More is less

OD'd on football itself?

by Rick Johansen

I didn’t watch ‘the football’ on telly last night, despite there being an awful lot of it. In fact, there’s never been more football on telly and I am less interested in watching it than ever before. Sky offered all the games in the Championship, TNT showed all the UEFA Champions League and not one of them appealed to me in the slightest. When it comes to football on telly, more is less.

On Tuesday, I watched Liverpool’s grim match in Galatasaray, in which the home team won by playing the only way they can – and who can blame them? The game was a litany of diving, feigning injury, ‘tactical fouls’, open dissent and time-wasting and Liverpool’s expensive team of misfits didn’t have the nous to break them down. That and the incessant, migraine-inducing crowd noise made it as unenjoyable experience as one can get. I was so pissed off afterwards, I went straight to bed, angry with myself that I’d wasted another evening when I could have been doing something/anything else.

Most of the top games are attack versus defence. Against the big clubs, the idea is survival. A low block, as the pundits call it, or parking the bus as I call it and that, my friends, is what is laughably known as Super Sunday. Perhaps it is not just my only club, Bristol Rovers, I have fallen out of love with: perhaps it’s football full stop?

European football has become oh so predictable.
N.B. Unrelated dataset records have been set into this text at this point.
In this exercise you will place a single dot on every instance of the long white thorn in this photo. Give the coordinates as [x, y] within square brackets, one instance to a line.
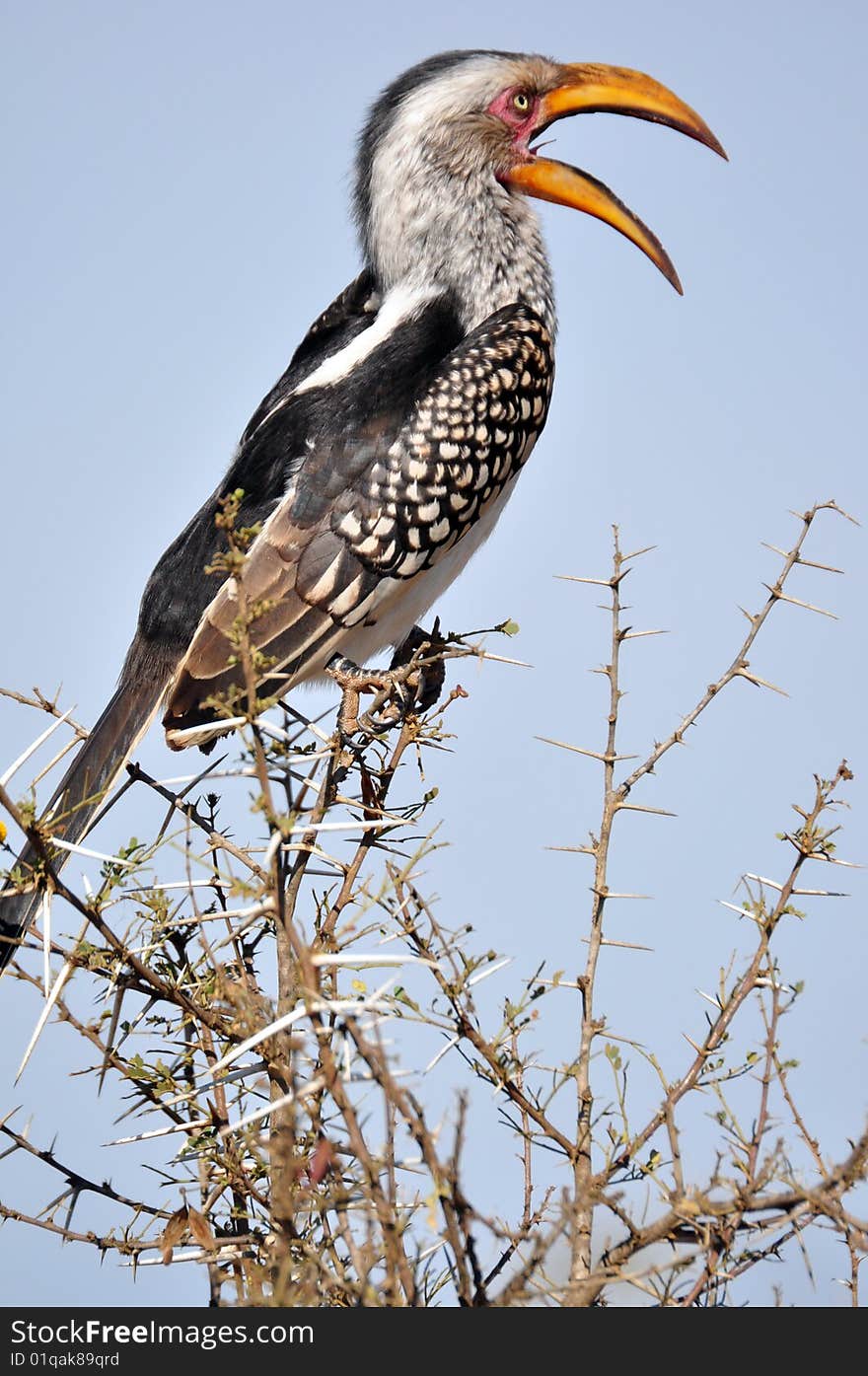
[32, 749]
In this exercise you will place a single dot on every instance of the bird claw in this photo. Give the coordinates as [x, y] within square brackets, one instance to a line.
[399, 689]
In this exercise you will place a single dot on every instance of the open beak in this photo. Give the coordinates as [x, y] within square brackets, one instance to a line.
[590, 87]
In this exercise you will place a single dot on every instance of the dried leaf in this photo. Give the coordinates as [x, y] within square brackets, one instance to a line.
[173, 1235]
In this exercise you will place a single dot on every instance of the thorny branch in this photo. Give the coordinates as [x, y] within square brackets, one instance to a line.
[281, 1010]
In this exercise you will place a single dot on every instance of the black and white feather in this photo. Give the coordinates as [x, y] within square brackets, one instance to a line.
[383, 457]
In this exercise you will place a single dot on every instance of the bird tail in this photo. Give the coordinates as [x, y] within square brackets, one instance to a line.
[79, 797]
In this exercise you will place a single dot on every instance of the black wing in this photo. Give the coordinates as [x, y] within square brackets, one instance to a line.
[399, 462]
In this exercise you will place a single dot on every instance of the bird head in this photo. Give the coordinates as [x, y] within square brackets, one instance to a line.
[449, 157]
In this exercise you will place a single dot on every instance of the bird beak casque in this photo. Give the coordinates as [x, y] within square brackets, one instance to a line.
[590, 87]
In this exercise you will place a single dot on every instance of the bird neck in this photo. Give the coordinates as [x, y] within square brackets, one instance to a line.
[483, 246]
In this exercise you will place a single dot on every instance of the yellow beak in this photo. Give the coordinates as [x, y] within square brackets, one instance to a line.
[590, 87]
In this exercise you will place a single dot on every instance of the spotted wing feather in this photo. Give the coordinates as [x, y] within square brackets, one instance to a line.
[372, 511]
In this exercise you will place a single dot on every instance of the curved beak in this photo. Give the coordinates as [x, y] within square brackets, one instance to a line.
[592, 87]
The usual clubs – Barcelona, Read Madrid, Bayern Munich, PSG, plus an increasing number of ‘English’ clubs – dominate because of their financial clout and the depth of that financial clout, where even teams outside the top six can buy up the best talent in the world, Premier League clubs are more likely to win the Europa League and the Europa Conference League, or whatever it is called this week.

Even tonight, I have the less than tempting prospect of a huge programme of European games, as well as the League One ‘clash’ between Rotherham United and Bradford City. Someone somewhere must be watching Raków Częstochowa v Universitatea Craiova. I can tell you now, it won’t be me.

Even the glory-hunting armchair Liverpool ‘fan’ in me is fed up now. Not because Arne Slot’s boys have started losing games – honest, guv – but because every game is exactly the same. I never thought I would say that but football has become boring.

I am not interested in any other matches because I have no dog in any of the fights. Why would I watch Abu Dhabi’s finest, Manchester City, draw with Russian oligarch and billionaire Dmitry Rybolovlev’s Monaco? Where is the heart and soul in that? Watching it would be pure schadenfreude, hoping that Pep Guardiola’s store-bought robots lose embarrassingly, but even then, schadenfreude isn’t real happiness. That’s why I didn’t watch Arsenal beat the modestly talented Olympiakos. I don’t give a toss about the latter, I’m afraid I actively dislike the former so why make the depressed me even more depressed? There was only one thing to do and that was to not watch any of it.

People used to say: there’s far too much football on telly these days and people will get bored with it. And that was when there were just games on a Sunday, with the odd evening game. But now football is everywhere, with added overseas leagues and the increasingly successful women’s leagues and tournaments all over the world. It feels almost impossible to turn on the telly and not find football, even if some it is is recorded. If Sky and TNT isn’t enough for you, then there are numerous other channels offering everything from La Liga to the National League, at a cost of course.

So, what is the point of me carrying on with my overpriced subscription when it is clear I don’t want to watch nearly everything that’s on? Well, I’m more likely to watch Rugby League, Cricket, Darts or even, if I am really desperate, Rugby Union than football so that’s it.

My heart doesn’t appear to be in it when it comes to football these days, whether it’s because of over-exposure or my dislike of how the game is going, with even my old club being owned by a Kuwaiti businessman.

Almost everyone I know watches football on telly via a firestick or a dodgy box and I reckon they are far more invested in what I am paying a large fortune to not watch.

The only game I’ll watch tonight will be my son’s five-a-side, just a bunch of lads who love football and pay to play. I’ll get more pleasure out of that than I would a season’s worth of professional football and it will only cost me the petrol to do it. That will be my only match of the day. Football on telly can wait, quite possibly forever, as far as I am concerned.